In this case the evidence tending to show that appellant was the person who shot the complainant was circumstantial, not direct. The appellant filed a timely requested charge on circumstantial evidence. I would hold that the court’s failure to respond to this request was reversible error.

In Gamboa v. State, 528 S.W.2d 247 (Tex.Cr.App.1975), a witness testified that she was in the room next to the room where the murder occurred. She heard gunshots and quickly went into the adjoining room, where she saw the defendant putting a gun in his pocket. She watched as the defendant ripped the telephone off the wall and left the house. The two victims were found shot to death in the room in which the witness saw the defendant.

In Gamboa, a majority of this Court held:

“The evidence against appellant was strongly circumstantial. While the circumstances strongly suggested his guilt, there was no direct evidence of the fac-tum probandum. No one saw appellant fire the fatal shots. Nor was there direct evidence that the bullet which killed the deceased came from the weapon later taken from appellant. Under such circumstances, Texas law requires that a charge on circumstantial evidence be given.” Gamboa v. State, supra, at 248.

In Casey v. State, supra, there was direct evidence that the deceased was shot in the head and killed during a robbery of a Dallas service station. The robbery and murder took place at a Gulf service station just south of L.B.J. Freeway in Dallas during the night of May 22, 1973, or during the early morning of May 23, 1973.

There was direct evidence that one night in May, 1973, appellant went to a store or service station and shot a man in the head. In its unanimous reversal this Court stated that this latter evidence “was direct evidence that appellant had committed an offense, [but] it was not direct evidence that appellant was guilty of the murder of Richard Allen O’Neill, the deceased in the instant case.” Casey v. State, supra, at 660.

There was also direct evidence in Casey, in the form of Casey’s confession, that he and a companion robbed a Gulf or Exxon service station one night in late May, 1973, and that he shot the attendant in the head. This Court held that a charge on circumstantial evidence was required.

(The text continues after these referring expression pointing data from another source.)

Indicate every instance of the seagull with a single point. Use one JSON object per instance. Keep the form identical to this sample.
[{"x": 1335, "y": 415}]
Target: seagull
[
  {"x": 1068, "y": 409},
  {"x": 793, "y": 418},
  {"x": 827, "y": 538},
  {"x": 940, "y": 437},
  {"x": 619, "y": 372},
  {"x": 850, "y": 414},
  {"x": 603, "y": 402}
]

What these eases hold is that even where there is direct evidence of the corpus delicti, a charge on circumstantial evidence is still required unless there is also direct proof that the accused hims°lf committed the very crime charged in the indictment.

That is exactly the situation in the case before us now — there is strong evidence that the appellant committed the crime charged, but it is clear that the evidence is only circumstantial. Compare Hielscher v. State, 511 S.W.2d 305 (Tex.Cr.App.1974); Crawford v. State, 502 S.W.2d 768 (Tex.Cr.App.1973). And see Parker v. State, 492 S.W.2d 590 (Tex.Cr.App.1973).

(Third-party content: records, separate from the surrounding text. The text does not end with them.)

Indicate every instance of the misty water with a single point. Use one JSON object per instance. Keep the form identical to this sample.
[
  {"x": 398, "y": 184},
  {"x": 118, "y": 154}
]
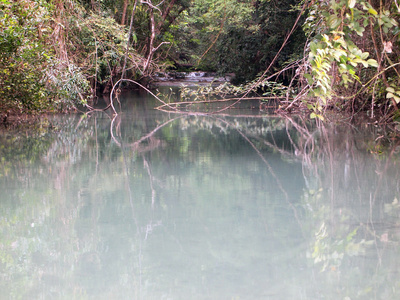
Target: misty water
[{"x": 157, "y": 205}]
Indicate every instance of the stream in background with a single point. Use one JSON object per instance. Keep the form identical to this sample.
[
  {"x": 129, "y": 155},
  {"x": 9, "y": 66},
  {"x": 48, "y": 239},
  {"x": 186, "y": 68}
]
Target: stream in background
[{"x": 155, "y": 205}]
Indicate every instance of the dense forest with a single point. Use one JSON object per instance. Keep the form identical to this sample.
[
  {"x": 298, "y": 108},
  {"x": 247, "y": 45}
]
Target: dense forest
[{"x": 320, "y": 56}]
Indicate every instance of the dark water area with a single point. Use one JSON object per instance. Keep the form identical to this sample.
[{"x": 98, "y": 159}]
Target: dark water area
[{"x": 156, "y": 205}]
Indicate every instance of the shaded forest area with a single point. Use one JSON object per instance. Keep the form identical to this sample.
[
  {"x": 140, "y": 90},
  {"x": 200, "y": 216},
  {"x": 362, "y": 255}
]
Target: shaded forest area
[{"x": 320, "y": 56}]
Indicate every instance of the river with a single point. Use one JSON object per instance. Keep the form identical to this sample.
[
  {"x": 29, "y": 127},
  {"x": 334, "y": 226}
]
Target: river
[{"x": 156, "y": 205}]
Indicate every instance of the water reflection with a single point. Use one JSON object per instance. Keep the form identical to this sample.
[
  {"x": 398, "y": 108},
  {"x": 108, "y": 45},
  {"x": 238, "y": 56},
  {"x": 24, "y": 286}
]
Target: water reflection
[{"x": 192, "y": 207}]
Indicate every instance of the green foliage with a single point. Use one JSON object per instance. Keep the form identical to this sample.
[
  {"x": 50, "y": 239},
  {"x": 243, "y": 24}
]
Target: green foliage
[
  {"x": 236, "y": 37},
  {"x": 23, "y": 55},
  {"x": 344, "y": 44}
]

The court’s failure to charge on the law of circumstantial evidence was clearly error. Gamboa v. State, supra; Casey v. State, supra.

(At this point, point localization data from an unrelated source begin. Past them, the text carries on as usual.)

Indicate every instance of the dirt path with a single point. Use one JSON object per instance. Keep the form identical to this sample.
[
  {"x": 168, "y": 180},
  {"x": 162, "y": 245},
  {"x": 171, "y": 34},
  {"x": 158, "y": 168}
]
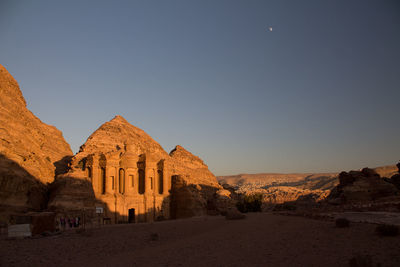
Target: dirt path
[{"x": 260, "y": 240}]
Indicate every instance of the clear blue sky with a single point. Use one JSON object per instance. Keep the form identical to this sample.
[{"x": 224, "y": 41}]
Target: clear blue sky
[{"x": 321, "y": 92}]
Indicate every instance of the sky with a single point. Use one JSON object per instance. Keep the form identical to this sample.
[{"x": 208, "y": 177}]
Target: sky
[{"x": 318, "y": 93}]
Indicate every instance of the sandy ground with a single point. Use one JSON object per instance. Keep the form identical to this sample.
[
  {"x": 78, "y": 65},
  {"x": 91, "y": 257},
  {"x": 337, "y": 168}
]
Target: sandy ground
[{"x": 261, "y": 239}]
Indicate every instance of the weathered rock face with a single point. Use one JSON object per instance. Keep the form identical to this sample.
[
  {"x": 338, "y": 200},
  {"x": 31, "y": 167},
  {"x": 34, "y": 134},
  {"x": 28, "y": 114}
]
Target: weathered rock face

The judgment should be reversed.

PHILLIPS, J., joins in this dissent. 
      
      . Thus: “In murder the main fact to be proved — the factum probandum — is that the accused inflicted the fatal wound, that he killed the deceased or acted together with the party who did, and if the main fact is proved as a matter of inference from other facts in evidence the case rest wholly, in a legal sense, upon circumstantial evidence, and a jury called upon to pass upon a case of that character should be informed by the charge of the court as to the nature of such evidence and as to the test provided by law to determine the sufficiency of circumstantial evidence, [citations omitted]” 4 Branch’s Ann. P.C., 2d Ed., Sec. 2049, p. 357.